Il risultato è una storia molto intrigante e avvincente, dove tra le righe si trattano argomenti come l’invecchiare, il dimenticare i sogni di gioventù, il crescere, il non poter tornare indietro, adattando un archetipo alla società di oggi e a tutte le sue contraddizioni, dove il Regno delle Fate non è più molto fiabesco ma può essere ancora il simbolo di una libertà fuori dalle regole e di pericoli se si infrangono le sue regole, oggi come secoli fa. Un libro che avvolge con sense of wonder, ma anche con una tristezza di fondo, la tristezza che niente può essere aggiustato e che certe perdite, purtroppo, sono per sempre, così come gli anni che Tara non potrà mai recuperare e vivere diventando adulta, o quelli di due genitori e del fratello Peter, passati lontani da lei senza mai sapere che fine avesse fatto, temendo il peggio, ma non riuscendo poi a ricucire e a ricostruire una vita con questo suo ritorno repentino ma che alla fine non potrà durare.

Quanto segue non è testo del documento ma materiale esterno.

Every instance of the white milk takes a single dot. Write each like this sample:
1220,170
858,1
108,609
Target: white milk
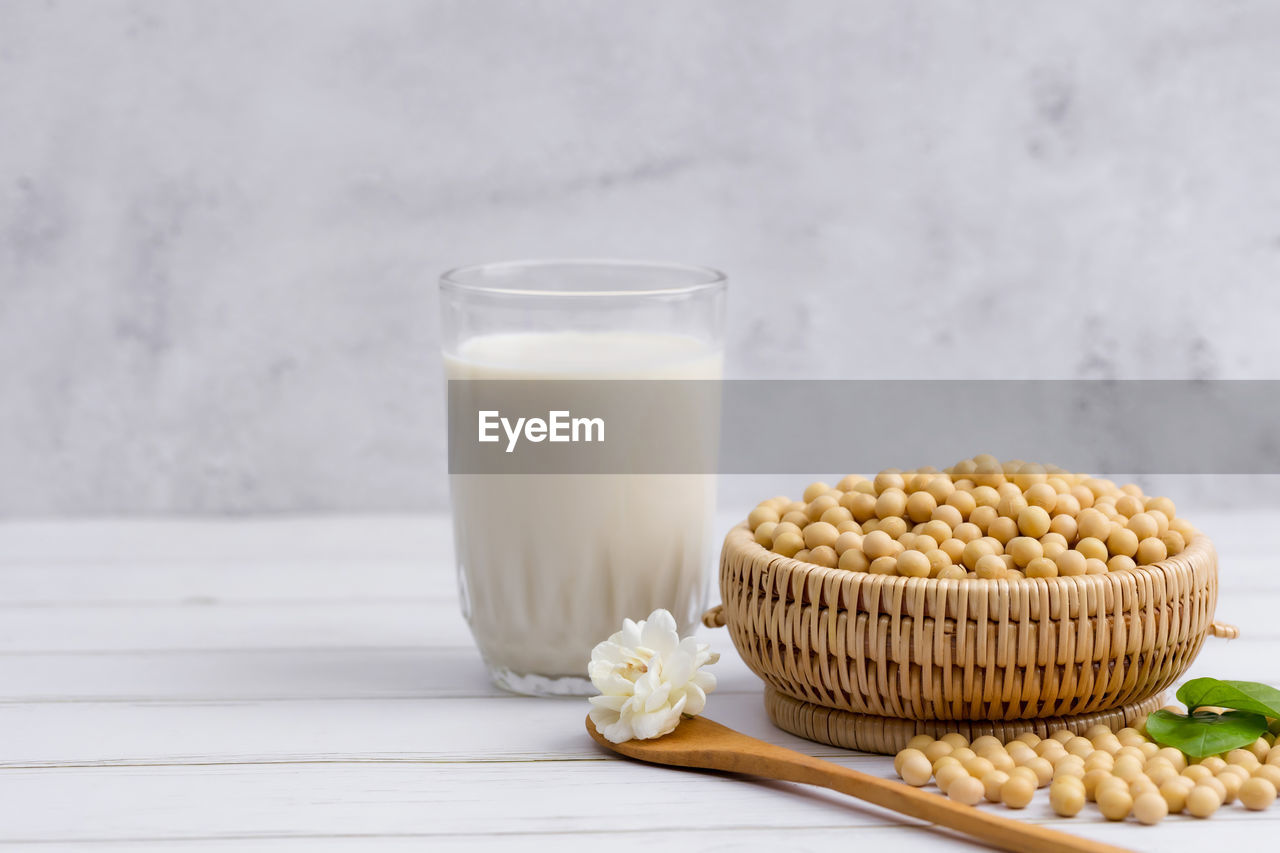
549,565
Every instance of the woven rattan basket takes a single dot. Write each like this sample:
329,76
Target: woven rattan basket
865,661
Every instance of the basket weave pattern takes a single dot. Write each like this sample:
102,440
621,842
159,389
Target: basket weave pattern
923,648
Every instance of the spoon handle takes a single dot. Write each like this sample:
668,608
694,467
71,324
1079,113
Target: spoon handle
995,830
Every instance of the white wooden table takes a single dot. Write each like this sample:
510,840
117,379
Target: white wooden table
310,684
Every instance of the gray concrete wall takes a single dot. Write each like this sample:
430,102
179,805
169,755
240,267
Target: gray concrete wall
220,223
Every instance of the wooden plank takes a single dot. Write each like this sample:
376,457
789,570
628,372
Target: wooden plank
278,674
356,730
216,675
201,626
517,802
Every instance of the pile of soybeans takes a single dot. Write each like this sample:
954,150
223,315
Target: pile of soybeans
1123,772
977,519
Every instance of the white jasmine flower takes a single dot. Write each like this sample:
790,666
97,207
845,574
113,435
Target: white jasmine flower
648,676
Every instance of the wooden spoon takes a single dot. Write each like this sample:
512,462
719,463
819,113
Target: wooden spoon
700,743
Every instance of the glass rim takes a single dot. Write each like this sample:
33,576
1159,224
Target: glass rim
704,278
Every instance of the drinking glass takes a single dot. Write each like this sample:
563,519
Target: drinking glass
549,564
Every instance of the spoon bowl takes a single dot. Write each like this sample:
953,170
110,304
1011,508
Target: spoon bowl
704,744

Questa storia è già stata opzionata al cinema, e potrebbe venire fuori un film interessante e insolito: l’unico appunto è il titolo, Vita di Tara, che può essere un po’ fuorviante rispetto a quello originale, Some kind of fairy tales, ovvero “Specie di fiaba”, più vicino a questa storia fuori dalla realtà ma ancorata ad essa, di un ritorno impossibile e di tutto quello che si perde nel corso di una vita, che si sia stati rapiti o meno dalle fate. Un libro da leggere e rileggere per ricordare un grande autore della letteratura fantastica, che come tutti i grandi se ne è andato troppo presto.